Yılmaz Güney‘in sinemamızdaki yeri hiç kuşkusuz oldukça değerlidir. Onun yarattığı hikayelerde anlattığı dünya, yaşayan ve acı çeken bir dünyanın bizzat kendisidir. Bu nedenledir ki karakterleri günümüzde de kendini göstermekte, yaşamaya ve söz konusu acıyı çekmeye devam etmektedir. Onun kavgası, otoritenin yükü ve kontrolsüz gücü altında ezilen insanların kurtuluş umuduna dayanmaktadır. Oradan nefes almakta, beslenmektedir. Umutsuz değildir ancak umut için bir şeyler yapılması gerektiğini düşünmektedir. Yılmaz Güney, nam-ı diğer Çirkin Kral, sinemaya kendini adayarak pek çok şey yapmıştır.
Hapishane yıllarında kaleme aldığı mektuplar da daima altını çizdiği umudun bir parçası olarak okunabilir.
1. “Her şeyi yeniden düşünüyorum. Sevgilerimi, nefretlerimi, arkadaşlarımı, dostlarımı, düşmanlarımı, filmlerimi, iyileri, kötüleri, tarihi, coğrafyayı ve sanat anlayışımı.”
2. “Yeniden bakıyorum aynadaki yüzüme. Bir hesaplaşma içindeyim kendimle ve hesaplaşma gereği her gün yeniden sarsılıyorum.”
3. “Altı aydır cigara içmiyorum. İrademi terbiye etmeye, bilincime hakim olmaya çalışıyorum. Kumruları yaşatıyorum kafamda şimdi. Yoksul kumruları. Onlar benim için hüzündür şimdi.”

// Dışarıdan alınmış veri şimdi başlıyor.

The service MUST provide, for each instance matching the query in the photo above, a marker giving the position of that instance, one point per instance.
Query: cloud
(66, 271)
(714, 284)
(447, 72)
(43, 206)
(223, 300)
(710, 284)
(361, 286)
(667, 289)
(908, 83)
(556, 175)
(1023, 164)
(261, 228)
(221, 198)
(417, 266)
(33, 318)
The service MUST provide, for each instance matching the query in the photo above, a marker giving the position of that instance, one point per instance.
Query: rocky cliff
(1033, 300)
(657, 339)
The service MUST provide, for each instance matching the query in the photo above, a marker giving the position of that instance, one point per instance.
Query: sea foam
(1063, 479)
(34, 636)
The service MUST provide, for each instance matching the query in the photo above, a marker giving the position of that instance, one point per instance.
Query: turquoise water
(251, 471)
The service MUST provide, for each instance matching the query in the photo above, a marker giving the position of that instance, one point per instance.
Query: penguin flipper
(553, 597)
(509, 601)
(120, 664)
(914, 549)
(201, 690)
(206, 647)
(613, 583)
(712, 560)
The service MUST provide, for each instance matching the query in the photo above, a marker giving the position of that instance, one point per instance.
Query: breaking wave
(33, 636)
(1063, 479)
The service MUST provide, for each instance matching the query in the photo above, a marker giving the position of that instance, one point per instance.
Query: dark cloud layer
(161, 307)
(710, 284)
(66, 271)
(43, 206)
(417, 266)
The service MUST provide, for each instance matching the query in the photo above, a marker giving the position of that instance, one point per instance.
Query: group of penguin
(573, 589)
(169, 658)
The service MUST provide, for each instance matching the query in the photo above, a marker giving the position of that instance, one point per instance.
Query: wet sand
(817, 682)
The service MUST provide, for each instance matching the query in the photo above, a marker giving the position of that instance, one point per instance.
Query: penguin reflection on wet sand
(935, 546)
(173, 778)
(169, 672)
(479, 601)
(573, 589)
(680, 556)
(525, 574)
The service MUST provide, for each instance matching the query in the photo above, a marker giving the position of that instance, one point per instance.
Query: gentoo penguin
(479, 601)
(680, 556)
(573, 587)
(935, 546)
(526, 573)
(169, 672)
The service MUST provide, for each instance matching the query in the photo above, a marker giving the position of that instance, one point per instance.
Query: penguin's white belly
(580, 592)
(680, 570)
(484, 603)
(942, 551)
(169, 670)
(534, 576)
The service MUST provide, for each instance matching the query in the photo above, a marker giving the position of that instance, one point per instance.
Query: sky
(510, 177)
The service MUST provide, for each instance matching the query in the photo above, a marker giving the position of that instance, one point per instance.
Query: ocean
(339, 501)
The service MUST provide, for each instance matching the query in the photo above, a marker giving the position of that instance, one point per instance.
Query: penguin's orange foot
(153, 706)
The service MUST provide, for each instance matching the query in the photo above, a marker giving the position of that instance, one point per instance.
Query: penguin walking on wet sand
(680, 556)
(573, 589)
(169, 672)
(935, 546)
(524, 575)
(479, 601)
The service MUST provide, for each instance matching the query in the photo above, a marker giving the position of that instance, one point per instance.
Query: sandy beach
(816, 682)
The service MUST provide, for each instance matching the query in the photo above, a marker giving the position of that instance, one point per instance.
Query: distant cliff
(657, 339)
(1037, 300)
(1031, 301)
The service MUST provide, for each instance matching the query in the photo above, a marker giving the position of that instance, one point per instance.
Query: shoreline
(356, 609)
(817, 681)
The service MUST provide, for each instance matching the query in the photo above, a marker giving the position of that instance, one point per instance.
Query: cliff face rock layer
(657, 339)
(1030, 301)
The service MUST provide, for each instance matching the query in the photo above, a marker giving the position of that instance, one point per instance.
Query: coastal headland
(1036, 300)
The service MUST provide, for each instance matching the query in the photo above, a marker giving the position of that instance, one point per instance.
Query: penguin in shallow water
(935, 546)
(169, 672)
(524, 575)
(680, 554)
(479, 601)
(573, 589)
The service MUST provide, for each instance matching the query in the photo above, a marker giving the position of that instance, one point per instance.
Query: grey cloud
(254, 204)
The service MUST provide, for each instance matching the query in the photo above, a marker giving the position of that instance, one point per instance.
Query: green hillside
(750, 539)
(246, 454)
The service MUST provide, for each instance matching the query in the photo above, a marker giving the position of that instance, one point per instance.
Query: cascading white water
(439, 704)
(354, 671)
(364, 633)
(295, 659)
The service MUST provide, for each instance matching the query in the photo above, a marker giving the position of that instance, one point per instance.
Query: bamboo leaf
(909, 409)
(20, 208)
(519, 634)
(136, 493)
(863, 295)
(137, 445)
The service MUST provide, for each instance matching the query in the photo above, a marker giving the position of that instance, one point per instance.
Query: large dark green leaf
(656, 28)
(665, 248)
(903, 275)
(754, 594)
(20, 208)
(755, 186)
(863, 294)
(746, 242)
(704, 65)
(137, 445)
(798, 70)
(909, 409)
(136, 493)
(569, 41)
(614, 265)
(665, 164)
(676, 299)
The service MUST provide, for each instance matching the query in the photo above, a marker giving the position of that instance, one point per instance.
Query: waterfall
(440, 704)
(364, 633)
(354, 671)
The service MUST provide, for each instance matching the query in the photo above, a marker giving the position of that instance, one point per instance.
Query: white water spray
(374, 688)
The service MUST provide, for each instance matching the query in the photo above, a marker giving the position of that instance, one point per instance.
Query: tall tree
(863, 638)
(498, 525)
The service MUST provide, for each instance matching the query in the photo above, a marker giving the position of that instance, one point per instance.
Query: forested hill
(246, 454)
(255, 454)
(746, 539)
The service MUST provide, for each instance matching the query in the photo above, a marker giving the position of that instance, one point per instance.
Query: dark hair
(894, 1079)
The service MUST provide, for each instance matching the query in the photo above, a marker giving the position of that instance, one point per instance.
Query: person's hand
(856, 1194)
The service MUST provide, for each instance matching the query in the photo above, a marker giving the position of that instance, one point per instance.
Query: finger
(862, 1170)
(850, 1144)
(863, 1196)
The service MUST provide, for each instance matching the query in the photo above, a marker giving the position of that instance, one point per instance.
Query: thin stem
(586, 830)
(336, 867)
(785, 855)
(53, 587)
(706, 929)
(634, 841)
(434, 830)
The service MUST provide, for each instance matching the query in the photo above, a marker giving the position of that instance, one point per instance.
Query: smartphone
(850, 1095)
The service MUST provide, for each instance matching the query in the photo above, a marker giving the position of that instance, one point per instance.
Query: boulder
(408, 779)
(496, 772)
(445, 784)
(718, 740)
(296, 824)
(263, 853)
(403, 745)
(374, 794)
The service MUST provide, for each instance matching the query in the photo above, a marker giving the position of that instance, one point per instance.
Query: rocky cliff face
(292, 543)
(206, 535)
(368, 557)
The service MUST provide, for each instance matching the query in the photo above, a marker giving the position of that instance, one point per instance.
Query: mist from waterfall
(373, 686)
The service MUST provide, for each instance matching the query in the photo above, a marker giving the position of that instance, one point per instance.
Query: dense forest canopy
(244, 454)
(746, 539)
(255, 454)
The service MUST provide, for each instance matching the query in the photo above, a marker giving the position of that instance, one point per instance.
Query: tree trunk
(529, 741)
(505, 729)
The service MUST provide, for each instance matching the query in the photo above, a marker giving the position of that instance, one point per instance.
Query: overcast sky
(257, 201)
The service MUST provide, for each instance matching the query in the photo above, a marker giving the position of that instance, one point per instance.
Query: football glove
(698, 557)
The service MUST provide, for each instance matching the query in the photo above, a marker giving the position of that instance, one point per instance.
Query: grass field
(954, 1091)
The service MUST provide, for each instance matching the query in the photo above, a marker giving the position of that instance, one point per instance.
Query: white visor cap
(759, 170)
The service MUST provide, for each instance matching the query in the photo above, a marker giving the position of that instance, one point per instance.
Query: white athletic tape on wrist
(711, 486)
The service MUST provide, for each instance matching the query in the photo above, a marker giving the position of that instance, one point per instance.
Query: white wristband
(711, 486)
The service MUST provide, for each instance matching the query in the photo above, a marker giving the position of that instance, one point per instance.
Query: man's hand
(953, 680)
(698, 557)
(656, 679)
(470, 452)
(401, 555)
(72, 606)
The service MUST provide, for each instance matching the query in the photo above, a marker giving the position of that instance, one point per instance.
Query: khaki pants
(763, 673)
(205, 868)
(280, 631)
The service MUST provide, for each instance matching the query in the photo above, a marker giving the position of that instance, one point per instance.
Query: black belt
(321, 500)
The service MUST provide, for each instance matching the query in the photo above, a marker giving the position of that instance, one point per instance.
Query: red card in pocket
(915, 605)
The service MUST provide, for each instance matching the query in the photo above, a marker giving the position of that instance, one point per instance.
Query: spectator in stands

4. “Uzun, yorucu, düşündürücü günler geçti. Okudukça yeni bir eksik, yeni bir bilinmeyenle karşılaşıyor insan. Dünya, insan, toplum çok bilinmeyenli denklemler gibi. Okumak, düşünmek ve çözmek. İşte hapishanedeki işim.”
5. “Mart, nisan Adana’nın coşkun, güzellik günleridir. O coşkunluğu içimde olanca etkisiyle duyuyorum. Her gün binlerce çiçek açıyor içimde, renk renk, türlü türlü.”
6. “Maddi ve manevi her şeyin kaynağı halktır. Sarayları yapan ve yıkan o. Toprağa eken, biçen, mezarları kazan, gül fidanını budayan, tarihleri yaratan o. Hep o. Sanatın yaratıcısı da odur. Halktır.”
7. “Kışın ilk belirtileri başladı. Üşüyoruz artık. Bir zamanlar mahpushane edebiyatının malı saydığımız yün çoraplara, uzun donlara vs. ihtiyacımız olacağa benzer.”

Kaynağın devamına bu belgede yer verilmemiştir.